Geduld bringt Rosen, sagt man – in der Rosenstadt allerdings nicht für den SCB. Wer gedacht hatte, dass sich das Ehlers-Team nach dem blassen Heim-Auftritt im Hinspiel (1:2) mit Verve ins Getümmel stürzen würde, wird enttäuscht. Die Berner warten. Und warten. Auf was? Das weiss keiner.
So kann Rappi sein Ding machen, seine spielerischen und läuferischen Vorteile ausspielen und hat das Spiel im Griff. Viel zu selten hat der SCB den Mut, die Lakers unter Druck zu setzen. Dabei ist das Heimteam durchaus anfällig für Fehlpässe.
Fehler der Berner sind es dann, die Rappi in Führung bringen. Erst verliert Rhyn den Puck in der eigenen Zone an Moy, dann lässt sich Goalie Zurkirchen aus spitzem Winkel von Fritz erwischen. Der Schuss des Kanadiers wird noch leicht von SCB-Verteidiger Häman Aktell abgelenkt.

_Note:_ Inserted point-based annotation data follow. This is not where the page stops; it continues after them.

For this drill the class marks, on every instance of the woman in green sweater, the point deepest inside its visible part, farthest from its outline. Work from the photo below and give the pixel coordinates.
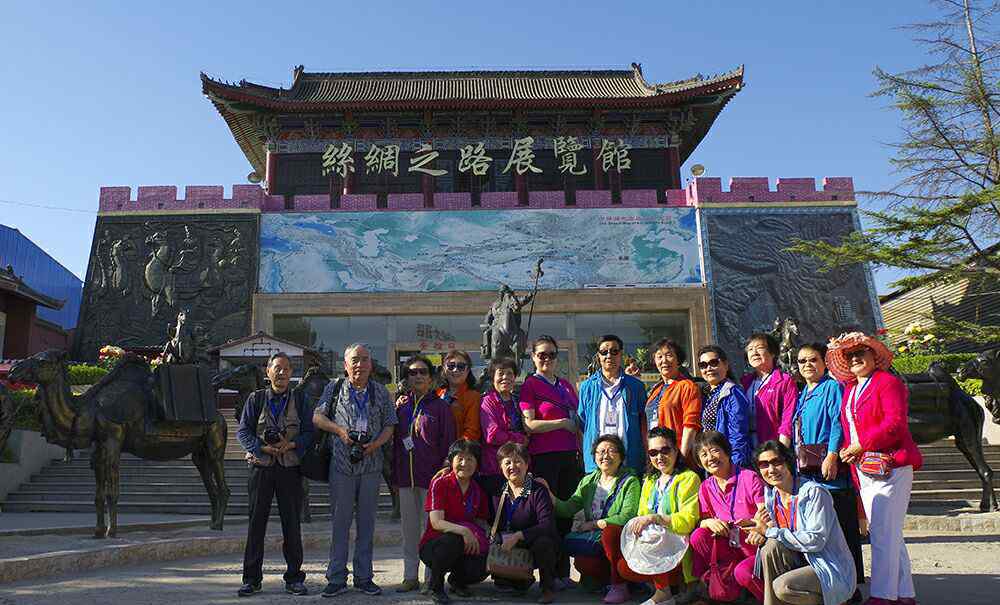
(608, 497)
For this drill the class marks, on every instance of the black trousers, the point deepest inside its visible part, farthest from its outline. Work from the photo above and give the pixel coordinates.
(846, 505)
(447, 554)
(265, 483)
(561, 470)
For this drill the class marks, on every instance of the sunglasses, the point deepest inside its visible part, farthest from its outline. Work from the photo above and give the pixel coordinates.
(665, 451)
(772, 463)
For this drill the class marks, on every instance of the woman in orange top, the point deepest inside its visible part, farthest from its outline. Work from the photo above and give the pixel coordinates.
(675, 403)
(460, 393)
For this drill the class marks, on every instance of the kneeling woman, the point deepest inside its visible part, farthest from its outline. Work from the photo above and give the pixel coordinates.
(806, 559)
(728, 498)
(525, 517)
(609, 498)
(455, 540)
(670, 499)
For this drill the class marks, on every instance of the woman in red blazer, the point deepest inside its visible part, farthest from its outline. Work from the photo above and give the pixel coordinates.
(882, 456)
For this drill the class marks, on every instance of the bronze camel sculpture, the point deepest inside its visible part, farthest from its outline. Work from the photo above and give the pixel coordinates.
(939, 408)
(114, 415)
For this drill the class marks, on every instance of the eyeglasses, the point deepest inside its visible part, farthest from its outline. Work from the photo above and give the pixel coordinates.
(770, 463)
(664, 451)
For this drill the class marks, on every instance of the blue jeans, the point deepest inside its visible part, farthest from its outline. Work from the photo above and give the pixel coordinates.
(350, 496)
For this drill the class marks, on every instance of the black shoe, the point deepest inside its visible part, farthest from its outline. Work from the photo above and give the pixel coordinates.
(369, 588)
(248, 589)
(296, 588)
(333, 590)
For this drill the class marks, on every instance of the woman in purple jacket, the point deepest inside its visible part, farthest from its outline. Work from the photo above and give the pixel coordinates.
(526, 519)
(501, 422)
(425, 430)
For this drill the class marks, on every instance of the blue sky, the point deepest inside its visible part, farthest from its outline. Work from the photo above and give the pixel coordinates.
(108, 93)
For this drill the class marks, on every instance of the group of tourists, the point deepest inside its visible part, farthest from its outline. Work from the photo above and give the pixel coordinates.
(767, 485)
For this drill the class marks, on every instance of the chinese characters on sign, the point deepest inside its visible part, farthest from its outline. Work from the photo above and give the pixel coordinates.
(613, 155)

Zurkirchen, der diesmal den Vorzug vor dem Schweden Reideborn erhält, was den Einsatz von dessen Landsmann Bemström im Sturm ermöglicht, muss den Treffer dennoch auf seine Kappe nehmen. Und der Torschütze revanchiert sich dafür, dass ihn der Speaker in Bern Fritz Tanner statt Tanner Fritz nannte.
Für den SCB kommt es noch schlimmer. Als das schwache Schiedsrichter-Duo Wiegand/Kaukokari nach einem Schubserchen von Graf auf einen Pilut-Taucher reinfällt, erhöht Strömwall im Powerplay auf 2:0. Den Unparteiischen entgeht dabei, dass Lammer davor Häman Aktell den Stock geklaut hat. Der Schwede handelt sich darauf für sein Reklamieren 2 plus 10 Strafminuten ein.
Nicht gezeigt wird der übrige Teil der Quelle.